本当にあった怖い話 [2] 八丈合宿事件 文:小川豊明

東京都八丈島 中ノ郷集落 1984年4月

私の話にたびたび登場する八丈島での話です。新入生歓迎採取会として、新入生3人をつれてハチジョウツレサギソウやヒゼンエビネを探しに行ったときの事。日中は比較的穏やかな模様で、八丈富士の麓の草原で、ハチジョウチドリやトンボソウの仲間を見て、大喜びの一行。夕方、少し広くなった原っぱにテント2張り建て、キャンプの体験実習です。わいわいがやがやと食事をすませた頃、何やらゴロゴロと季節外れの雷がやってきました。取りあえず、荷物をまとめ、テントにそれぞれ入りました。暫くすると雨が降り始め、隣のテントと会話ができない程の大雨になりました。稲光がはしり、テントの下(床部分)に水が流れているのが分かりました。テント初心者には少しキツイ初体験です。雨でやる事もないので明日に備えて寝る事にしました。消灯!するとどこからか「ピーーッ」「ポーーッ」何か聞こえます。はじめは救急車かパトカーかと思っていましたが。その音は私達のテントの回りを飛んでいるように聞こえます。その「ぴいいいぃ・・・ぽぉぉぉぉ・・・」近くなったり遠ざかったり、近いときはテントのすぐ上、耳のすぐそばから聞こえます。丁度時代劇に出てくるあんま屋の笛のようでした。これには皆ビックリ!震え上がりました。テントの中から外を見るには、入り口のチャックを開けるか、換気のための小窓チャックを開けるかで、どちらにしても恐ろしく、誰も開けられません。そんな体験をしているうち皆、うつらうつら寝てしまいました。翌朝、天気は晴れ。街まで買い物に行きました。そこで店のおばちゃんに、昨夜の体験を話すと、「あんたら何処にキャンプしとんの?」場所を言うと、「そこらぁは、昭和38年に藤田航空の飛行機が墜落したところで、遭難碑があったでしょう、あそこに行ってはだめ」と言われてしまいました。テントに戻ると昨日は気がつかなかった石碑がすぐそばの林にありました。飛行機事故で亡くなった人が来ていたのでしょうか?? そして、あの音は何だったのでしょう。あんま屋の笛の音を聞くと、今でも思い出します。

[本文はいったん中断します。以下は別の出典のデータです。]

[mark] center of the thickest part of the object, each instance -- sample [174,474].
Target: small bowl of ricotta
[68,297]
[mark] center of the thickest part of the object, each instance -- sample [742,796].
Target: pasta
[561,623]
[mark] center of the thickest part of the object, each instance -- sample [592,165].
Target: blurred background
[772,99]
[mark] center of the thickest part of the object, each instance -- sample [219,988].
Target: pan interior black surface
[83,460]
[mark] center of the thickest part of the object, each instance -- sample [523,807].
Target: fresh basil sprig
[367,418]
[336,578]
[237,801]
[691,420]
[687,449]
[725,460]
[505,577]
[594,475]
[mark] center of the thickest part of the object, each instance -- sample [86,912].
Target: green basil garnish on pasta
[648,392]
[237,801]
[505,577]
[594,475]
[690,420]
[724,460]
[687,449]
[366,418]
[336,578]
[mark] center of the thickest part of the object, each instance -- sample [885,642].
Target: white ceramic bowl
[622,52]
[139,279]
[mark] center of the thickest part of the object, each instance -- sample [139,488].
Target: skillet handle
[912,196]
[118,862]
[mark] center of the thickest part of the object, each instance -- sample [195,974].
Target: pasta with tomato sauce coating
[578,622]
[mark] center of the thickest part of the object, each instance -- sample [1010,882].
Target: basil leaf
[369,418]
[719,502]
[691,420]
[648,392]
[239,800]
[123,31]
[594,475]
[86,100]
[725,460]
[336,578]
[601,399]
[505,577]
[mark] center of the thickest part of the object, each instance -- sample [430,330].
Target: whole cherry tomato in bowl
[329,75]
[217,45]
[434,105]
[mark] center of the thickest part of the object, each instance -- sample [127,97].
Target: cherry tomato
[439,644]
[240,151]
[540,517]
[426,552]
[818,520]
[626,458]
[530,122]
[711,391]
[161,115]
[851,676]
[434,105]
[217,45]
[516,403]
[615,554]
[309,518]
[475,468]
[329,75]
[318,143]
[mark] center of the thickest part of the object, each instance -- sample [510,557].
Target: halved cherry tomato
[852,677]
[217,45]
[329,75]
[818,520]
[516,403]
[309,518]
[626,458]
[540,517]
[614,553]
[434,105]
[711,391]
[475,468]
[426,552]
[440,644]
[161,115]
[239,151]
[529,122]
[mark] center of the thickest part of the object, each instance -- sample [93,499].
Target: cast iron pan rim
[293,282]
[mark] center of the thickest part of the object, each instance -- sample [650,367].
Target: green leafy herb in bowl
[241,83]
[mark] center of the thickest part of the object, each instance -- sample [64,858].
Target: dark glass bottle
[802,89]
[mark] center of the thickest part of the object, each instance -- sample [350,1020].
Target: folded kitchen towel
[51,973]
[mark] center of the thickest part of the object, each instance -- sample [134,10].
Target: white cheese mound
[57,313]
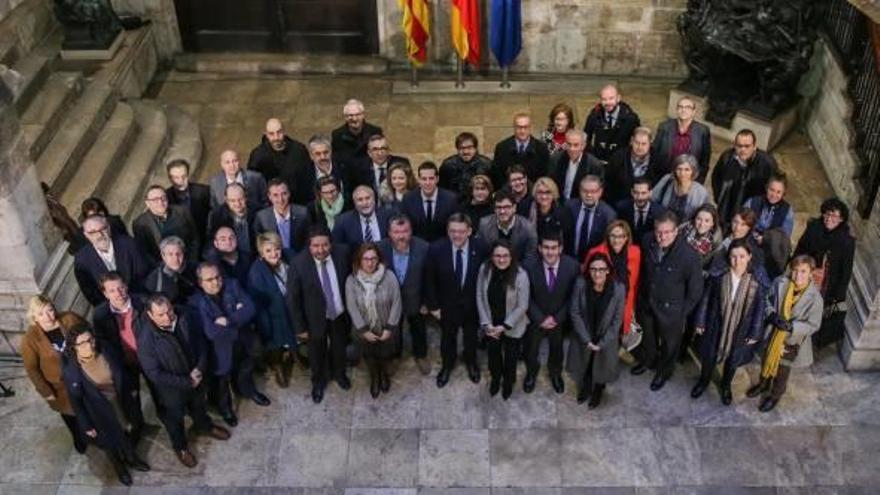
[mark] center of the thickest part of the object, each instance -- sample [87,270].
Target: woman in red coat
[627,259]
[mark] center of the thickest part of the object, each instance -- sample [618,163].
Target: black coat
[305,296]
[732,184]
[535,160]
[88,268]
[604,140]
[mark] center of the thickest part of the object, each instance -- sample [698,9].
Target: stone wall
[614,37]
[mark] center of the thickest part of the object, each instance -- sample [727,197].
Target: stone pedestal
[768,133]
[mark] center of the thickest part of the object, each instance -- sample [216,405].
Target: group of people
[328,252]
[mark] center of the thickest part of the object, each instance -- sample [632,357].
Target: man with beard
[278,155]
[610,124]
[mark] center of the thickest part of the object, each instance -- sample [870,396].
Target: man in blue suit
[407,257]
[452,293]
[365,223]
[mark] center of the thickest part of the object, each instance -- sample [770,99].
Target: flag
[465,25]
[505,34]
[416,27]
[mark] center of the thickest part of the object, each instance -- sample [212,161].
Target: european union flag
[505,35]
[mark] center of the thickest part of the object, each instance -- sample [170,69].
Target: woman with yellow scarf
[794,313]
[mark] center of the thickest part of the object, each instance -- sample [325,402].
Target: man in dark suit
[670,287]
[591,215]
[552,278]
[520,149]
[573,165]
[682,135]
[452,293]
[365,223]
[609,124]
[350,139]
[628,164]
[193,196]
[253,182]
[506,224]
[289,221]
[316,300]
[429,206]
[407,256]
[104,254]
[174,357]
[278,155]
[640,210]
[236,213]
[161,220]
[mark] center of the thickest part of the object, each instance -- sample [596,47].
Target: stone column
[26,232]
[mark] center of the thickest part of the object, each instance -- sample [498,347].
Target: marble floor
[824,437]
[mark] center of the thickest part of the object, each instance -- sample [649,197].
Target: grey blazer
[806,318]
[517,301]
[606,363]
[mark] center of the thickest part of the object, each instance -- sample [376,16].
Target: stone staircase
[86,138]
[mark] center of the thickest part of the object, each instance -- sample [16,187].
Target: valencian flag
[465,25]
[505,34]
[416,27]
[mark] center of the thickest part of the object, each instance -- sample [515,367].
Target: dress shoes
[658,382]
[474,373]
[343,382]
[558,383]
[529,383]
[638,369]
[260,399]
[698,389]
[768,404]
[186,458]
[442,378]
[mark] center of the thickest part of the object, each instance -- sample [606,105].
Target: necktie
[368,231]
[429,210]
[459,267]
[329,301]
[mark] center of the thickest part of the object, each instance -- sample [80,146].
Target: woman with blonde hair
[42,348]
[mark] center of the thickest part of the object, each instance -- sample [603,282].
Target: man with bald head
[278,155]
[253,182]
[350,139]
[610,124]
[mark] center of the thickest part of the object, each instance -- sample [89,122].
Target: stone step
[100,167]
[44,116]
[57,164]
[146,154]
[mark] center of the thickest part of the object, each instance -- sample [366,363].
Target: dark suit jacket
[601,218]
[626,211]
[299,225]
[457,303]
[542,301]
[535,160]
[199,205]
[305,295]
[179,222]
[589,165]
[445,205]
[412,291]
[348,229]
[701,146]
[88,267]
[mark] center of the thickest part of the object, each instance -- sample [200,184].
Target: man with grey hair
[350,139]
[574,165]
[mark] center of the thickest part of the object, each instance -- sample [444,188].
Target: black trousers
[503,355]
[532,343]
[176,405]
[449,342]
[333,341]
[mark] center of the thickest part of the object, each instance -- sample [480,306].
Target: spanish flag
[466,30]
[416,27]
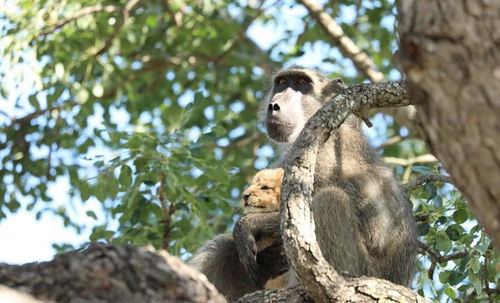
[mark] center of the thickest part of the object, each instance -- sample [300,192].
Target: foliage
[161,97]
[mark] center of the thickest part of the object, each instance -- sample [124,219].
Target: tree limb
[297,224]
[108,273]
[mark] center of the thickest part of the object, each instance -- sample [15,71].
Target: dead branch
[391,141]
[109,273]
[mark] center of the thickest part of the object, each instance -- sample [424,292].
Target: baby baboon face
[263,195]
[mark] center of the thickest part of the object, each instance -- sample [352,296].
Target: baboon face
[296,95]
[263,194]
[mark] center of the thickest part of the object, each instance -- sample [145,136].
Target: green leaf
[450,292]
[475,265]
[460,216]
[91,214]
[125,176]
[84,190]
[452,233]
[423,229]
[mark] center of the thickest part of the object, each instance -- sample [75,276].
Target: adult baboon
[364,224]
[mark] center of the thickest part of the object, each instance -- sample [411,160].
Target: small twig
[80,13]
[176,16]
[487,256]
[424,179]
[166,211]
[436,258]
[126,15]
[422,218]
[347,47]
[391,141]
[427,158]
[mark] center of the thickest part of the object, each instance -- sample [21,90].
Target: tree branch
[427,158]
[297,224]
[361,61]
[80,13]
[108,273]
[391,141]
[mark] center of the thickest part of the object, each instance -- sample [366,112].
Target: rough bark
[450,52]
[362,62]
[107,273]
[320,280]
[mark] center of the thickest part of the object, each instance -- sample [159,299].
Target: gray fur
[364,224]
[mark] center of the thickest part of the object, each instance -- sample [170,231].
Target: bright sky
[25,239]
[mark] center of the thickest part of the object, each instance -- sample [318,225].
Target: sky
[25,239]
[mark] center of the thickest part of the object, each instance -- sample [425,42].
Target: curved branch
[109,273]
[297,224]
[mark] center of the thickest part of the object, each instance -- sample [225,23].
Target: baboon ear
[333,87]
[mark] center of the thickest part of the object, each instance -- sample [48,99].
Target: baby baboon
[258,234]
[364,224]
[260,227]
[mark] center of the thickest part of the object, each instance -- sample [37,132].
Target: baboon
[364,224]
[257,233]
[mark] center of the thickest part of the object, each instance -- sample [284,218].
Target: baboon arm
[247,231]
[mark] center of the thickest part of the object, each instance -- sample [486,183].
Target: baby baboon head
[263,195]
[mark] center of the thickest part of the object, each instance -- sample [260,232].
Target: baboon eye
[302,81]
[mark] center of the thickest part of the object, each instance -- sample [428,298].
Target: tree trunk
[450,52]
[107,273]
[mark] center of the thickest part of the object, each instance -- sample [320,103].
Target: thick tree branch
[107,273]
[450,55]
[320,280]
[361,61]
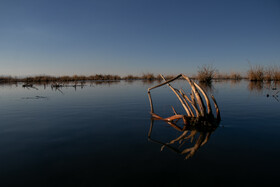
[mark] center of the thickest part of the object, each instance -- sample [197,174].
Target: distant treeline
[205,73]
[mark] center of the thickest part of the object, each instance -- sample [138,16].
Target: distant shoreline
[204,74]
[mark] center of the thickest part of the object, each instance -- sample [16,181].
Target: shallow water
[97,135]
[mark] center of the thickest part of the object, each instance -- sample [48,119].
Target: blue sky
[59,37]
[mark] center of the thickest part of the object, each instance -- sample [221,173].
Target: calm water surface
[98,136]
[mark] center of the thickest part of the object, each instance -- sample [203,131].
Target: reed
[206,73]
[260,73]
[256,73]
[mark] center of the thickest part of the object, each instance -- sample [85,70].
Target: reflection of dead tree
[197,135]
[27,85]
[198,120]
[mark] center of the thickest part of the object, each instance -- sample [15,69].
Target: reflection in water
[192,136]
[207,86]
[269,88]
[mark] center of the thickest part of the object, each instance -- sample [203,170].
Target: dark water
[98,136]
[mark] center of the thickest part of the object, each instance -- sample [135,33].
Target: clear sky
[59,37]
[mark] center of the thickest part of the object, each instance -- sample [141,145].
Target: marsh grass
[206,73]
[256,73]
[260,73]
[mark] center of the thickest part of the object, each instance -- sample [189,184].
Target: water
[98,136]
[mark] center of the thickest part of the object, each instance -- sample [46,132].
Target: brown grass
[206,73]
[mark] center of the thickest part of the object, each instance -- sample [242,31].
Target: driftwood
[198,122]
[194,105]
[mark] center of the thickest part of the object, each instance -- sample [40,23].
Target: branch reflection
[191,138]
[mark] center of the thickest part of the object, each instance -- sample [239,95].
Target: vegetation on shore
[205,74]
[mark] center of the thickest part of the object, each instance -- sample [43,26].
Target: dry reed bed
[205,74]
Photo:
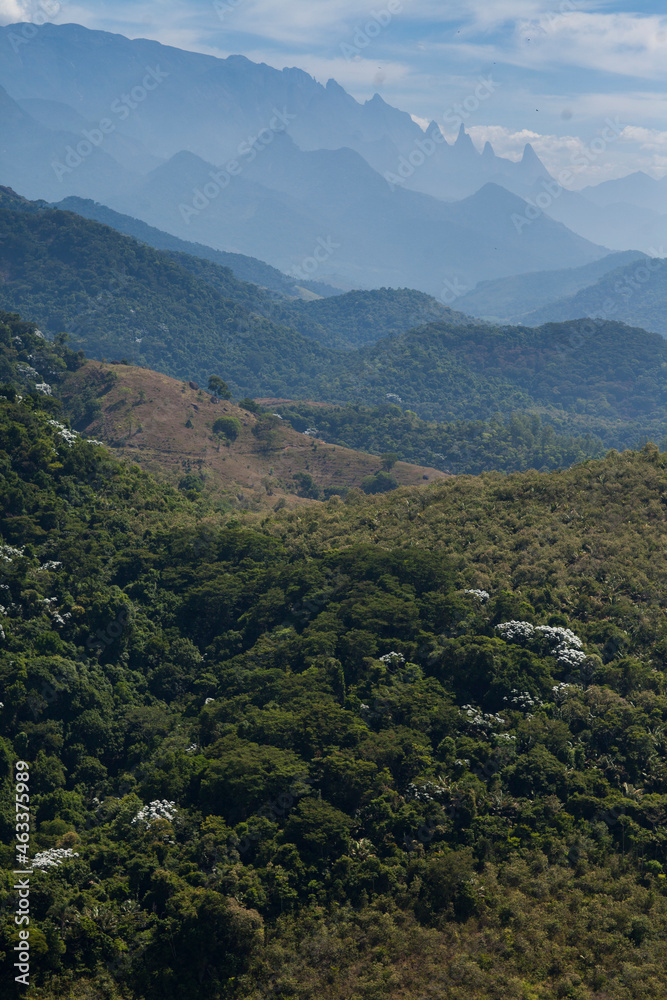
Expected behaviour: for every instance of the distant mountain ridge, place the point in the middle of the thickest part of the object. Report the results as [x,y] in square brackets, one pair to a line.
[267,164]
[509,300]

<おまけ> 八丈島に実習で滞在していたときに、農家のお婆さんに聞いた話ですが。お婆さんが子供の頃、(昭和10年頃)中ノ郷の集落から、生まれたばかりの赤子がいなくなる事件があったそうです。消防団が村の周りをくまなく探しても見つからず、神隠しにあったと言う事になった頃、夜の三原山から赤子の泣き声がかすかに聞こえ、若い者が山に入り、声のする方向へ行くと、小さな祠があり、その横で元気な赤ん坊が泣いていたそうで、人々はたいそう驚いたそうです。島には昔からテッチメというお婆さんの姿のもののけが住んでいて、山で人を驚かせる迷信があるそうで、この赤ん坊はそのテッチメに連れて行かれたとか、お乳をもらっていたとか言われたそうです。その時の捜索道は今でもあり、祠も確認できます。